Die Kunst Roms, “Themen” zu setzen
Zeitenwende in Rom: Von der Baustelle des synodalen Weltprozesses zu den realen Baustellen des Heiligen Jahrs
28.11.2024
Rom zwischen zwei Kirchenjahren. Die Stadt und ihre Bürger plagen sich mit unzähligen Baustellen, die das “giubileo”, das kommende “Jubiläum”, ankündigen, und eine andere Baustelle wurde gerade geräumt: die des synodalen Weltprozesses, der 2021 begonnen hatte und im Oktober zu Ende ging.
Vom Jahr 2024, das im Vatikan noch ganz im Zeichen der Bischofssynode zur Synodalität stand, geht es nun über die Schwelle des ersten Advents in das Heilige Jahr 2025, zu dem sich wieder Romreisende aus aller Welt aufmachen. Diesmal keine Synodenteilnehmer samt Tross und Beratern, sondern Heerscharen von Gläubigen, die an den Apostelgräbern beten und die Heilige Pforte durchschreiten wollen. Die Stadt Rom rechnet mit 45 Millionen Besuchern.

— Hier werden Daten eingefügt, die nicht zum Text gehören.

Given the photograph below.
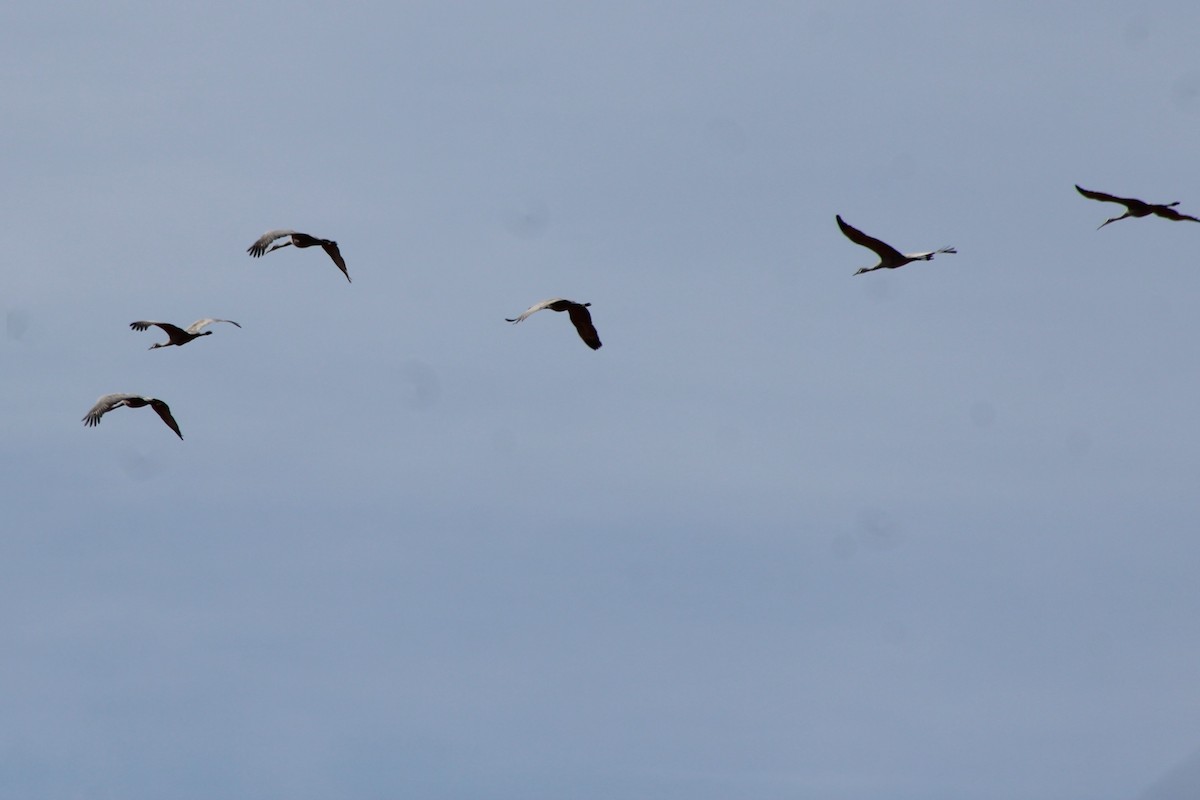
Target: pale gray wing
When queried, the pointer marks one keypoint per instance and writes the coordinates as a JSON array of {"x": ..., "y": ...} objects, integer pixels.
[
  {"x": 201, "y": 324},
  {"x": 534, "y": 310},
  {"x": 886, "y": 252},
  {"x": 106, "y": 404},
  {"x": 259, "y": 246}
]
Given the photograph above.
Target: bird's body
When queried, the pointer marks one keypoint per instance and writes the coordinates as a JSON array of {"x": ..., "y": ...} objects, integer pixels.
[
  {"x": 298, "y": 240},
  {"x": 108, "y": 402},
  {"x": 179, "y": 336},
  {"x": 579, "y": 313},
  {"x": 889, "y": 257},
  {"x": 1135, "y": 208}
]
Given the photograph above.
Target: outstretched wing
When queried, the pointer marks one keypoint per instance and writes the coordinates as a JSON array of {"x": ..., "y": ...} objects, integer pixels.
[
  {"x": 582, "y": 320},
  {"x": 103, "y": 405},
  {"x": 534, "y": 308},
  {"x": 165, "y": 413},
  {"x": 330, "y": 247},
  {"x": 172, "y": 330},
  {"x": 1171, "y": 214},
  {"x": 886, "y": 252},
  {"x": 259, "y": 246},
  {"x": 1107, "y": 198},
  {"x": 201, "y": 324}
]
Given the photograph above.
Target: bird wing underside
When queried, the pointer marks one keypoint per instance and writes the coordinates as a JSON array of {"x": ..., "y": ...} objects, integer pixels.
[
  {"x": 533, "y": 310},
  {"x": 1110, "y": 198},
  {"x": 886, "y": 252},
  {"x": 336, "y": 254},
  {"x": 582, "y": 320},
  {"x": 259, "y": 246},
  {"x": 163, "y": 410},
  {"x": 201, "y": 324}
]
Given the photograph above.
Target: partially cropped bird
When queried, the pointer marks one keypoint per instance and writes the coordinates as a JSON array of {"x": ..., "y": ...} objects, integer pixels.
[
  {"x": 179, "y": 337},
  {"x": 299, "y": 240},
  {"x": 580, "y": 317},
  {"x": 1135, "y": 208},
  {"x": 108, "y": 402},
  {"x": 889, "y": 257}
]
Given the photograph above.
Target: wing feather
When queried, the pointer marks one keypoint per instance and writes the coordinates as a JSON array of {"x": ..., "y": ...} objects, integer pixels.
[
  {"x": 201, "y": 324},
  {"x": 886, "y": 252},
  {"x": 259, "y": 246}
]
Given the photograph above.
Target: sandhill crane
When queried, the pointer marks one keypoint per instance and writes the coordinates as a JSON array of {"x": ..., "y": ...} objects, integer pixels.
[
  {"x": 889, "y": 257},
  {"x": 580, "y": 317},
  {"x": 1135, "y": 208},
  {"x": 179, "y": 337},
  {"x": 300, "y": 240},
  {"x": 108, "y": 402}
]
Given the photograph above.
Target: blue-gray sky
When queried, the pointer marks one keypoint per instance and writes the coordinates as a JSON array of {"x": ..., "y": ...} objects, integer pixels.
[{"x": 921, "y": 534}]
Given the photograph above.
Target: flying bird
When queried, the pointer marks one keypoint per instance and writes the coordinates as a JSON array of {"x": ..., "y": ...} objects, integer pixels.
[
  {"x": 580, "y": 317},
  {"x": 889, "y": 257},
  {"x": 300, "y": 240},
  {"x": 108, "y": 402},
  {"x": 1135, "y": 208},
  {"x": 179, "y": 337}
]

Das wahre Interesse an Rom
Auch wenn Papst Franziskus das Abschlussdokument der Synode jetzt zum Teil seines ordentlichen Lehramts gemacht hat und der Text nun definitiv zitierfähig für weitere lehramtliche Dokumente wird, sind die Erfahrungen, die in den Ortskirchen beim synodalen Weltprozess gesammelt wurden, über den Glaubensalltag der Menschen hinweggeflossen wie Wasser über felsigen Grund.
Beim Heiligen Jahr ist das anders. Rom ist immer noch ein “Thema”. Nicht im abstrakten Sinn. Sondern in der handfesten Bedeutung des Wortes: Das, was der Eintritt Gottes in die Menschheitsgeschichte vor 2 000 Jahren – also ein Ereignis – an Spuren in der Geschichte hinterlassen hat, die sich in Rom in besonderer Weise verdichten, interessiert die Gläubigen auch in unserer Zeit:
die Spoglien der Urkirche, die dort immer noch vorhanden sind, angefangen mit den Apostelgräbern, die Stätten des frühen Lebens der christlichen Gemeinden, zu denen auch die Orte ihres Martyriums gehören, die Entwicklungen der “curia” rund um die Nachfolger Petri, die gewaltigen Zeugnisse der Kunst und Architektur, in denen der Glaube an Jesus Christus seinen Ausdruck gefunden hat, und nicht zuletzt der Vatikan mit seinen oft auch sehr menschlichen Seiten.
Die Ausfaltungen dieser Geschichte berühren noch immer
Alles das sind “Themen”, die Menschen anziehen. Reisebüros, Hotels und Gastronomie mögen im Heiligen Jahr ordentlich daran verdienen, die aufgerissenen Straßen und versperrten Plätze können einem derzeit auf die Nerven gehen und man könnte das Ganze einen großen “Rummel” nennen.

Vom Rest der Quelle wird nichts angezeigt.